I recall an op-ed in the
Boston Globe from a few weeks back because the writer, commenting on what governor elect of the Commonweath of Massachusetts should do, noted Washington DC's use of Google mashups to track potholes (or something public worksy like that). I recall thinking, "gee, does this guy know about what MassGIS does?," and left it at that. MassGIS lead Christian Jacqz seems to have had the same thought and followed up with a detailed reply, which W. David Stephenson
in his blog. Stephenson detailed what he learned from Jacqz:
the Commonwealth is taking the lead in one area of innovation: its web mapping services were honored as an "Exemplary System in Government" in the 2005 URISA competition's Enterprise Systems category. The services are available to communities, regional planning authorities, and state agencies, and the tech support include a wiki (kewl: 50 extra points, guys and gals!).

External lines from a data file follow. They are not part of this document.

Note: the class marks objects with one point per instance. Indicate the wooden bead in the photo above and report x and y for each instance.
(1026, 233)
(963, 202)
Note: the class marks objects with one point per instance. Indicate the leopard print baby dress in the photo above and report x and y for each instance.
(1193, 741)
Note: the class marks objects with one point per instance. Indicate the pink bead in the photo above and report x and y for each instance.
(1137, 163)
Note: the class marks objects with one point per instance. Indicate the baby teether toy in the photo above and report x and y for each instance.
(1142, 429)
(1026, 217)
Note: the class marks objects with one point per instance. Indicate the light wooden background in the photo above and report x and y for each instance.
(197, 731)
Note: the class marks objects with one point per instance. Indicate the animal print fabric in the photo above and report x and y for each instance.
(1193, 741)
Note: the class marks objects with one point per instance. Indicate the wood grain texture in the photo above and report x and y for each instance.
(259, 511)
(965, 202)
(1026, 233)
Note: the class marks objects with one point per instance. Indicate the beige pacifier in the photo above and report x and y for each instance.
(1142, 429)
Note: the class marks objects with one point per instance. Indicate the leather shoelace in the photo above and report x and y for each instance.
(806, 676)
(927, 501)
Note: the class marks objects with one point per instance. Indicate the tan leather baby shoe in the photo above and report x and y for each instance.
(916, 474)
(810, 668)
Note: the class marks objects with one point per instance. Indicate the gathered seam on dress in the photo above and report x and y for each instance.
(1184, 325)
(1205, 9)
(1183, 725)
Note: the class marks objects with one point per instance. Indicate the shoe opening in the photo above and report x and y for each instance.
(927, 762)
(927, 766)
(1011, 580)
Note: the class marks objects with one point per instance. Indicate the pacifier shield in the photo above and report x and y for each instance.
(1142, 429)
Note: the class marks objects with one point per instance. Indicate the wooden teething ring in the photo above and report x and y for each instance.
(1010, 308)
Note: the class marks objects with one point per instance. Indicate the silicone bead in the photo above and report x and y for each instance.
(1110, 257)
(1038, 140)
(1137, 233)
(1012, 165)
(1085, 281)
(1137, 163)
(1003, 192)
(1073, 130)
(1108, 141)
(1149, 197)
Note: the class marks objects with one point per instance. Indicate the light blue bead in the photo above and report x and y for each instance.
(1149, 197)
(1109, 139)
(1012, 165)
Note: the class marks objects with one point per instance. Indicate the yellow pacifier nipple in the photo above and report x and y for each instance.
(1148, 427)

It supports kml (the language for Google mashups) with a mapping engine called Geoserver as well as a richer and more sophisticated xml-based protocol put out by the Open Geospatial Consortium (didn't know about them -- neat!) -- add another 50 points each for xml and open source! Among other uses, Jacqz says MassGIS lets communities and state agencies build their own map-enabled web sites to display locations of interest (e.g., closest state office offering a given service) and also to collect data (such as exact facility locations from knowledgeable individuals, plotted on top of imagery -- that sounds particularly relevant to homeland security in terms of critical infrastructure protection). He also told me that commercial on-line mapping applications use MassGIS' orthophotos (e.g., what Google calls "satellite" images) and the office is also working with Navteq in a public-private partership to improve the completeness of the digital road map and the "hit rate" on geocoding.